Leído, comentado y admirado por Blanchot y Derrida, entre otros, intuyo que la frase de Jabès remite a una idea de la nada ajena de cualquier trivialidad. Ese “no haber tenido nada para decir” y su contracara paradojal “haber querido expresarlo” suponen para la poesía, para la lengua, la posibilidad, o más aún, la obligación, o incluso el derecho, de expresar esa nada radical: expresar esa nada que funciona como centro de la lengua es la tarea del poeta en la época de las demasiadas palabras vacías o vaciadas de sentido. Podría seguir un rato más por este camino (¡me volvió la memoria!

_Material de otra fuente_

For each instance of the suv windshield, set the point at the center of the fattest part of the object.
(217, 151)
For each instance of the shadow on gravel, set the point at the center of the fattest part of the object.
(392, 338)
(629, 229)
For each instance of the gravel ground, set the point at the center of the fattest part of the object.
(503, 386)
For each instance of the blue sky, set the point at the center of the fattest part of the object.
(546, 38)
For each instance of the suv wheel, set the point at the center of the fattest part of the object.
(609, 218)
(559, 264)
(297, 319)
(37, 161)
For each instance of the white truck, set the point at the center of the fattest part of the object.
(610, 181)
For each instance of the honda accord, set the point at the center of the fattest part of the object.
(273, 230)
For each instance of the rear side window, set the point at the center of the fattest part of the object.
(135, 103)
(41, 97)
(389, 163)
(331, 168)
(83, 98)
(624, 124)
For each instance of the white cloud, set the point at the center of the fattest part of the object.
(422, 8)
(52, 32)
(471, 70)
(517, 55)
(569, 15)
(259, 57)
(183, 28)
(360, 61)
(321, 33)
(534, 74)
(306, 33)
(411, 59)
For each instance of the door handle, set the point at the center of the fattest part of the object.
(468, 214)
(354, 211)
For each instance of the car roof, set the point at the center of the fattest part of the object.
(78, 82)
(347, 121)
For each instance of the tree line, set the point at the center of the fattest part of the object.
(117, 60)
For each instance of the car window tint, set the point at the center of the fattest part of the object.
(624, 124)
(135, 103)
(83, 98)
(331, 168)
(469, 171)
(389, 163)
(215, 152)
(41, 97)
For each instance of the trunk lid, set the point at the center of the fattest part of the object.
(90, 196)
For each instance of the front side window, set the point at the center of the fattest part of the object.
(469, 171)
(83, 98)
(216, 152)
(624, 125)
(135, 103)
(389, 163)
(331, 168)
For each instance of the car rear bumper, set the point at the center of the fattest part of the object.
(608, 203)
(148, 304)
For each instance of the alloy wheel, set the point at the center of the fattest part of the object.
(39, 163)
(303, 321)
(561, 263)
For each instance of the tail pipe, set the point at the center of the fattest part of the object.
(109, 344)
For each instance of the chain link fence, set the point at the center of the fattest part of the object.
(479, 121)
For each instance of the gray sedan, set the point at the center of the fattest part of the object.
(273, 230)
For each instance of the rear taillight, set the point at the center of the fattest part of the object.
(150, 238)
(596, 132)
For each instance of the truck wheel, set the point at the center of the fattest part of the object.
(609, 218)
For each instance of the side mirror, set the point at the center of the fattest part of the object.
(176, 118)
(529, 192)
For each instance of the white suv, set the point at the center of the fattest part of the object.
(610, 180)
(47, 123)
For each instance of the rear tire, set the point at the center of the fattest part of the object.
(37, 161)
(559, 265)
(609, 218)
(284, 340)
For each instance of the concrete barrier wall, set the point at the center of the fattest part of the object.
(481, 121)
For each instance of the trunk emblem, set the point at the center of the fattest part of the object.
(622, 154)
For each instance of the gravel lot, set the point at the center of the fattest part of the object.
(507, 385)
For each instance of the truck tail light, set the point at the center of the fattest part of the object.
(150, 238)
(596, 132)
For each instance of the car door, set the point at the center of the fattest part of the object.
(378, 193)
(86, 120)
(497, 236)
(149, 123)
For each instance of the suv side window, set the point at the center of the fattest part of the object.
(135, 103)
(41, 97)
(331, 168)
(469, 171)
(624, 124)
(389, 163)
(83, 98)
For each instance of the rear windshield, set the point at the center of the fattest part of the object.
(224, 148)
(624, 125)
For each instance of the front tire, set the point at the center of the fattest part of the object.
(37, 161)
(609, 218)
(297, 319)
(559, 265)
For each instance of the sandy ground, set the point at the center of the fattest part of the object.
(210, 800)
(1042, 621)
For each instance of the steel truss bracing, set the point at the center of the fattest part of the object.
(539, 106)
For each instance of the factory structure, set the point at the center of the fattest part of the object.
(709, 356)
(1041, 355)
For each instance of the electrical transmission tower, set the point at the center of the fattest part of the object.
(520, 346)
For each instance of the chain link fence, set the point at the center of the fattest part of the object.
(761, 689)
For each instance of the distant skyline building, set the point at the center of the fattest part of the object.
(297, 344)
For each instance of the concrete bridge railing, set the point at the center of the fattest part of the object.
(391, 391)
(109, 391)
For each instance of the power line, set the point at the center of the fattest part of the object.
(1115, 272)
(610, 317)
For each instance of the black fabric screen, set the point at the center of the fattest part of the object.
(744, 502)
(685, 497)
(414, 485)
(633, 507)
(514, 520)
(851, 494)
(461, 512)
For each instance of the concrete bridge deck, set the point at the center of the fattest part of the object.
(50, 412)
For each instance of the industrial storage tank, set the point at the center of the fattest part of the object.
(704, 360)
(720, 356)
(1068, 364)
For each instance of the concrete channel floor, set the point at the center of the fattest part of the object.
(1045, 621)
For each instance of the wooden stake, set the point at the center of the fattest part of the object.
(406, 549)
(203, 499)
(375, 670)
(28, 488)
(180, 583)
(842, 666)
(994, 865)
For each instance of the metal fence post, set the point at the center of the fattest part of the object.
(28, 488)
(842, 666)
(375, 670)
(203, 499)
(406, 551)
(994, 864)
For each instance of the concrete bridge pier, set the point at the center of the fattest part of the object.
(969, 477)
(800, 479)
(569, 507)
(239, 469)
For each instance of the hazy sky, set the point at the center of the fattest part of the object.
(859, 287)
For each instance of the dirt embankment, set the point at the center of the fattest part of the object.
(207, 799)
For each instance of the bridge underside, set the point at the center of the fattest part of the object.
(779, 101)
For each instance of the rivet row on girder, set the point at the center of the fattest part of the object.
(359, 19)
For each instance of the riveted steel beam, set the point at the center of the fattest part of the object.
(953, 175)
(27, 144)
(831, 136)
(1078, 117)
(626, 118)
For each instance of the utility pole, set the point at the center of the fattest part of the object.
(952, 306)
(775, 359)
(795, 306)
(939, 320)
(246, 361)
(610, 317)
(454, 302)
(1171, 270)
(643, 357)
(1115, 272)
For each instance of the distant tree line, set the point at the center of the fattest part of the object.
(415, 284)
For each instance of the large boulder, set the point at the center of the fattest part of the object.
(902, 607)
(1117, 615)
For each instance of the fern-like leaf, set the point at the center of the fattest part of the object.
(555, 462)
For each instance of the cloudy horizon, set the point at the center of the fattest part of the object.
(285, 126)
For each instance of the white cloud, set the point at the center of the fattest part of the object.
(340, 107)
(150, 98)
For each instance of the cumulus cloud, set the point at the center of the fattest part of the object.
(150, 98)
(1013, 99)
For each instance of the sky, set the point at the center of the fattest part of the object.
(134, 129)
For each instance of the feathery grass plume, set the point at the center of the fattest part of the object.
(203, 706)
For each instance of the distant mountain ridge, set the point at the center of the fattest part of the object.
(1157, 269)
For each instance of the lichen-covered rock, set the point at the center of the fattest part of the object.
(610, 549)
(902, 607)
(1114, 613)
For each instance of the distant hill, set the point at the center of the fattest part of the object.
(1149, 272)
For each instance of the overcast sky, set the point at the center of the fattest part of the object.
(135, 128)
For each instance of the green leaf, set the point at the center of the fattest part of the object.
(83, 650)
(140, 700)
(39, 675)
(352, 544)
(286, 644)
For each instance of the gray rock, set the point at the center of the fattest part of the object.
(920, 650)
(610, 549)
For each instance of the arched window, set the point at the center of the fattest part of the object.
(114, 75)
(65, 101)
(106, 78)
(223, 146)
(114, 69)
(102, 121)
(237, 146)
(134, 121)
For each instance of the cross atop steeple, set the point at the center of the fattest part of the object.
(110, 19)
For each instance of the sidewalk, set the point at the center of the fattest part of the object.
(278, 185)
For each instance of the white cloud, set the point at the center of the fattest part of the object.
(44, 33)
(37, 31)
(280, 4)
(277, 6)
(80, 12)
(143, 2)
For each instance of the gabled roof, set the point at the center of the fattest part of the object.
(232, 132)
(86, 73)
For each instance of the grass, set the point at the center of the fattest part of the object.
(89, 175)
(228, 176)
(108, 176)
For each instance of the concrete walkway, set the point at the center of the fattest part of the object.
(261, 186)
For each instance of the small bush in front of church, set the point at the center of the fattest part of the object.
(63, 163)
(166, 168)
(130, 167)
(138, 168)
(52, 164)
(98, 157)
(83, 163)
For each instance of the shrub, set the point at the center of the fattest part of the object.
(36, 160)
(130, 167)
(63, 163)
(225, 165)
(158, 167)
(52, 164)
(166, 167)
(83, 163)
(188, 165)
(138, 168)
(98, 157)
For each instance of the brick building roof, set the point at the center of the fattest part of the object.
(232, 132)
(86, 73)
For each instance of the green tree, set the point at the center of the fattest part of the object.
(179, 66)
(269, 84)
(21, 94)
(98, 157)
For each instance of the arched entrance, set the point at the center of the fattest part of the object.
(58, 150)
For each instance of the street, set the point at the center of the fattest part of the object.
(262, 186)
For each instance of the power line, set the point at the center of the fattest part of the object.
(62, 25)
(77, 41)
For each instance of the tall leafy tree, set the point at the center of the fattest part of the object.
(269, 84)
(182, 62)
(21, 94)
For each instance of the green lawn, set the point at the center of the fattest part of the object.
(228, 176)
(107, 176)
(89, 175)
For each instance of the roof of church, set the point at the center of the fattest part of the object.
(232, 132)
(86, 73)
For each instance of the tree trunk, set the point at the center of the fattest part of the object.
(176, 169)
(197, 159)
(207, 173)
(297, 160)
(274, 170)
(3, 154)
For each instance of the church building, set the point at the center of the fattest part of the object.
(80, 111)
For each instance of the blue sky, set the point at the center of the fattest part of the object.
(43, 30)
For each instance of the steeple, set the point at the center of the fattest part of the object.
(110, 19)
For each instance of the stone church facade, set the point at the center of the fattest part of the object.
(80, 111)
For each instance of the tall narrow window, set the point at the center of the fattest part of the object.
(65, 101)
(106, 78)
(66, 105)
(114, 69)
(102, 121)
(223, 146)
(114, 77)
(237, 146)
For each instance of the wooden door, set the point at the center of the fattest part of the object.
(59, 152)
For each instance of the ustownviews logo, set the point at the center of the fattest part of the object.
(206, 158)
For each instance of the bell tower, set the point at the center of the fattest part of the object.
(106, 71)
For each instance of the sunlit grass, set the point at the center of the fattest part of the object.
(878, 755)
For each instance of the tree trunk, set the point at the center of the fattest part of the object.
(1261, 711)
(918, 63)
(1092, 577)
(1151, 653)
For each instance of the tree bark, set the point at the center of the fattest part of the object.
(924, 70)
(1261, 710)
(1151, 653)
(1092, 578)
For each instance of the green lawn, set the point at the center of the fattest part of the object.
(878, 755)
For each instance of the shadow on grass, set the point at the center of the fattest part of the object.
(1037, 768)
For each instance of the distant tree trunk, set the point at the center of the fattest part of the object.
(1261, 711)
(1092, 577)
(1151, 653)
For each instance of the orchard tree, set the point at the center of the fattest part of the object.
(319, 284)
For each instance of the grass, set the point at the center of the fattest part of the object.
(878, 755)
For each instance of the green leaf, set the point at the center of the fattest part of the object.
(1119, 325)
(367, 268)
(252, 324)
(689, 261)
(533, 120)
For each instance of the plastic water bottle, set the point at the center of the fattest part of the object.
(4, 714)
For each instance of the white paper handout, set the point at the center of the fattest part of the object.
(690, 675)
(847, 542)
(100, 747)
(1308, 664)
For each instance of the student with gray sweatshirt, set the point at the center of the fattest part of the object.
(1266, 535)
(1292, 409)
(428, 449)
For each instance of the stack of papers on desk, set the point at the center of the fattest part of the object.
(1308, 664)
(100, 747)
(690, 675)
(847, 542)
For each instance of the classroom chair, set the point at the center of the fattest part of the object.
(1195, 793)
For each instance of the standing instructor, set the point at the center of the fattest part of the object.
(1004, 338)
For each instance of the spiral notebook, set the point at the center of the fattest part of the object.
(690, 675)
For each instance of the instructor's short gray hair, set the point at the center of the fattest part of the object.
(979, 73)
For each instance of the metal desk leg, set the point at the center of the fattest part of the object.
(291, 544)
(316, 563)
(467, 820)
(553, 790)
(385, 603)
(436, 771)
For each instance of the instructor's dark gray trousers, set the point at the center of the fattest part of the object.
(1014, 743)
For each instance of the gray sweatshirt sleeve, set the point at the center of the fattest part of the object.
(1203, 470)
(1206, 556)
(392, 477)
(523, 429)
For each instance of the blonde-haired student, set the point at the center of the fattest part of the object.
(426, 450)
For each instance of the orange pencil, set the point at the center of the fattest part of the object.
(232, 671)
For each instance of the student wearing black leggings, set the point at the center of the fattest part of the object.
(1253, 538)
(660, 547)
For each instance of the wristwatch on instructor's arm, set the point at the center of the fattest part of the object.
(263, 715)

A medida que escribo me voy acordando de los poemas de Jabès y de sus implicancias literarias y filosóficas) que conduce a una interrogación sobre la propia idea de interpretación, de hermenéutica, e incluso a la lectura que cierta tradición francesa realiza de lo judío, de la interpretación infinita cuyo centro está ocupado por la ley, entendida precisamente como un vacío al que se accede sin acceder. Ante la ley, de Kafka, y el texto que Derrida le dedica son dos piezas claves en esta lectura.
Pero no es el caso. Quiero decir, no es mi caso hoy, aquí y ahora, mientras escribo estas líneas. Yo realmente no tengo nada para decir. O al menos hoy. No hay aquí ninguna filosofía, ninguna filiación al comentario abierto por Jabès, sino simplemente que hoy no tengo nada para decir aquí, en esta columna dominical. Escribí recién “simplemente” como si realmente fuera simple. No es simple decirles a mis empleadores y a mis eventuales lectores que este escriba dominical no tiene nada para decir este domingo. Pero es realmente lo que sucede. ¿Me ocurrirá a mi solo? No lo sé. Se que, como lector, me atraviesa esa duda constantemente. Es decir: constantemente leo notas, columnas, crónicas, editoriales que no tienen absolutamente nada para decir. Lo que remite a otra duda: ¿por qué los diarios salen todos los días (o los suplementos culturales todas las semanas)? Entiendo por qué el diario Clarín (y los demás medios del grupo) y el diario La Nación (y los demás medios del grupo) salen todos los días: su trabajo central consiste en intentar derribar al Gobierno (como medida de corto alcance: a mediano plazo sus objetivos son mucho más profundos y graves) y para eso es necesario esforzarse 24 horas los siete días. ¿Pero no sería mucho mejor si los diarios salieran cuando tienen algo para decir? Me acuerdo ahora de una frase de Horacio González en Historia conjetural del periodismo: “Una redacción de un diario es de alguna manera una ‘época’”. ¿Qué decir de nuestra triste época?